One of the major challenges in the data on both non-surgical and surgical interventions is the selection of patients in the individual trials. The scarce descriptions of any actual effect of previous interventions, as well as the lack of potential effects of less invasive interventions in the included patients, limits the ability to place the individual therapies in a rational staggered approach. This can only be solved by creating well-defined inclusion data and follow-up between interventions, ideally even standardizing the order of interventions.

Due to the scarcity of evidence, we suggest that a database including all treated patients is created. This can be a database on the local, national, or international level. Ideally a centralized database is created with core data collected at all sites, allowing merging of information and multicentre studies for large trials or in cases of rare patient findings. Such a database structure should also allow for individual centres to add local investigations and treatment strategies but informing about this as to make sure data are comparable. The database should not apply to research projects only, but collect data from all treatments being performed at the participating centres. It is crucial that all CPIP patients treated in these centres are included in this database to avoid selection bias. We suggest that the hernia-surgery community formulates an assessment algorithm with standardized treatment suggestions similar to the approach described above. This will allow for large data on specific treatment strategies regarding efficacy and side effects, as we believe the time has come to move away from the predominantly small single-centre studies. Besides describing the effect of the individual interventions, such a database will also allow the relative effects to be assessed, facilitating the establishment of an evidence-based treatment order of invasive interventions, optimizing benefit and minimizing harm. Formulating such an algorithm will undoubtedly be an advantage, also to local centres not participating, due to the constantly updated evidence-based best-practice being formulated.

Last, we suggest that the optimal management of CPIP patients should be centralized in regional, specialized hernia centres.

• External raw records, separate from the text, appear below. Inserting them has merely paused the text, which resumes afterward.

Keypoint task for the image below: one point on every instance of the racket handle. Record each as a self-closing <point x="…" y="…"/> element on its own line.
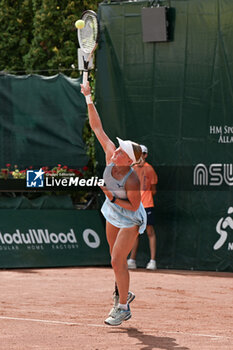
<point x="85" y="78"/>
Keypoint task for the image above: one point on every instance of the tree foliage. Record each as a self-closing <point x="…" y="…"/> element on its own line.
<point x="39" y="36"/>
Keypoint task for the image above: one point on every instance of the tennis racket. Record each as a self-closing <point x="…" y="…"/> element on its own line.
<point x="88" y="39"/>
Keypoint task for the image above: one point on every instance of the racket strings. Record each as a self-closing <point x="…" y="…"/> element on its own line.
<point x="88" y="35"/>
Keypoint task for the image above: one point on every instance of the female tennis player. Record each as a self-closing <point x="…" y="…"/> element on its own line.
<point x="123" y="210"/>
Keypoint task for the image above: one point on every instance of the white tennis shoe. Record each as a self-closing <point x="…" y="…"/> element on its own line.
<point x="151" y="265"/>
<point x="120" y="316"/>
<point x="130" y="298"/>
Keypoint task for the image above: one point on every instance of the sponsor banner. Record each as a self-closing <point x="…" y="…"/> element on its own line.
<point x="44" y="238"/>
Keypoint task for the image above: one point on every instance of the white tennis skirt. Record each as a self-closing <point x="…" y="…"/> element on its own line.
<point x="122" y="218"/>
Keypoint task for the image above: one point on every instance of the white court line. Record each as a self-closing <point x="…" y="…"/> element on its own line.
<point x="50" y="321"/>
<point x="104" y="326"/>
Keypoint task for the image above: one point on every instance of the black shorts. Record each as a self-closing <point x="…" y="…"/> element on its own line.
<point x="150" y="216"/>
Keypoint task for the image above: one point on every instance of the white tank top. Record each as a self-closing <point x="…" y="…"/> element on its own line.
<point x="117" y="187"/>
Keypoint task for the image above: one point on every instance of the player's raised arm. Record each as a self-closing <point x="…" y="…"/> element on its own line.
<point x="96" y="124"/>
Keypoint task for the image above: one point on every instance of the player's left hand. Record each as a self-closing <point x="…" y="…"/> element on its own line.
<point x="86" y="90"/>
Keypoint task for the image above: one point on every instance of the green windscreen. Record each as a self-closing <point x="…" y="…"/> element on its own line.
<point x="41" y="121"/>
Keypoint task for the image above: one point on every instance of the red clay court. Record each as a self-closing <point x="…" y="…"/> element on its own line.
<point x="65" y="309"/>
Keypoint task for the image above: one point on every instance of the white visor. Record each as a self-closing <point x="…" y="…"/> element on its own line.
<point x="144" y="149"/>
<point x="127" y="148"/>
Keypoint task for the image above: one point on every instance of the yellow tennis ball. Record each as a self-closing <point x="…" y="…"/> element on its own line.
<point x="79" y="24"/>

Since the volume of hernia surgery in expert hernia centers reports lower incidences of CPIP, the treatment of CPIP patients should ideally be centralized as well. The management of CPIP has been proven to be very challenging, requiring a multidisciplinary team approach with dedicated professionals. Establishment of such expert centres forms the basis for creating evidence-based treatment algorithms for CPIP patients and initiating the databases mentioned before. We believe this is pivotal for the success of CPIP treatment in the future.

Limitations

It is difficult to draw conclusions on the management of CPIP given the scarcity of high-level evidence in this field. Literature has various definitions of CPIP; studies show heterogeneity of study populations and study cohorts are relatively small. This impacts the generalizability of results, limiting the applicability of study results in new CPIP patients.

Conclusion

CPIP is one of the most frequent clinical problems after inguinal hernia surgery and despite more than two decades of research and numerous publications, no evidence exists to allow for CPIP specific treatment algorithms. We suggest that non-surgical treatment is introduced in the management of all CPIP patients. The overall approach to interventions should be pragmatic, tiered and multi-interventional, starting with least invasive and only moving to more invasive upon lack of effect. Evaluation should be multidisciplinary and should take place in specialized centres. We strongly suggest to follow general guidelines for treatment of persistent pain and to build a database allowing for establishing CPIP specific evidence for optimal analgesic treatments.